A prospective client has invited you to bid for a job, but due to existing commitments you don’t have the time or resources to do the calculations necessary to prepare a proper bid. However, you naturally want to keep the client happy so that you stay in consideration for the next project, one which you’ll want to win. How can you submit an offer that looks credible, but is not so tempting as to land you with a contract that hasn’t been properly scoped out and you didn’t want to begin with? Maybe you know someone at a competitor who is putting in a considered bid? Maybe he’ll let you use this as a base for your own on the understanding you’ll make yours objectively worse?

Don’t do it.

I’ll preface the rest of this blog by stating that I am not a competition lawyer (I defer to my colleagues who are) and so will not hazard a guess as to whether UK competition law post-Brexit will develop in step with EU legislation or diverge. At the time of writing the UK and EU have agreed a six month extension to the date of departure so this question remains in hiatus for now.

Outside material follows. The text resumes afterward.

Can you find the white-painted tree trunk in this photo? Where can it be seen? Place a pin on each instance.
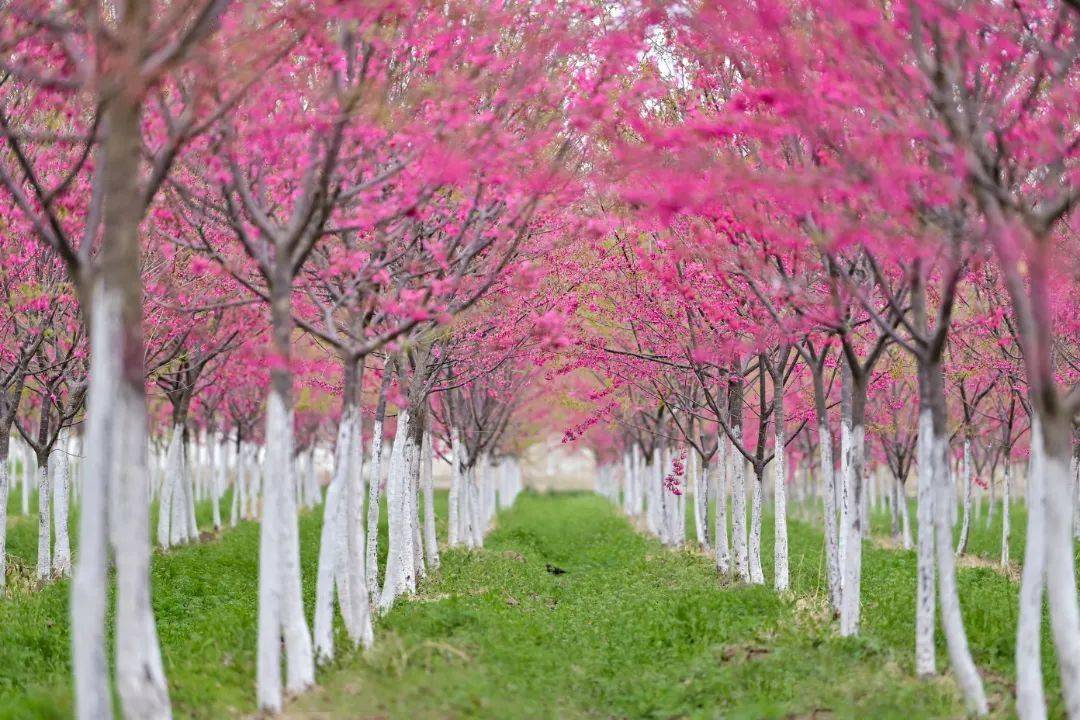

Since the current legal regime for preventing anti-competition practices remains very much in force, it should be of interest to those in the construction industry to note a case last year in Denmark concerning contractors who were found guilty of unlawful bid rigging. Members of a demolition cartel had been sharing their bids on the basis that a member who was secretly uninterested in being awarded the contract could submit a higher bid that was not expected to win, but would ensure they remain in consideration for future projects. This was found to be in breach of EU legislation.

While the court handed down the largest personal fines to date in any Danish case, it stopped short of imposing penal sentences on the directors engaged in the unlawful activity, although it had that discretion. This appears to have been due to the subjective intent of the parties involved. The Court considered amongst other factors that:

  • the conduct had taken place over a limited period of time;
  • the conduct affected a limited part of the market;
  • the defendants only “borrowed” offers when they lacked the time to calculate their own; and  
  • the companies involved had not obtained any financial gain.

Details of the case can be found at the Danish Competition and Consumer Authority website.  The Judge was evidently satisfied that the defendants’ objective had not been to obtain higher prices and this absence of greed was a mitigating factor. This case can therefore be distinguished from the bid rigging scandal that shook the UK construction industry in 2009, where the desire to maximise profits was identified as the behavioural driver for this practice. However, it serves as a reminder that even where a contractor’s intent is not to cause harm, any departure from the rules of the bid is fraught with risk.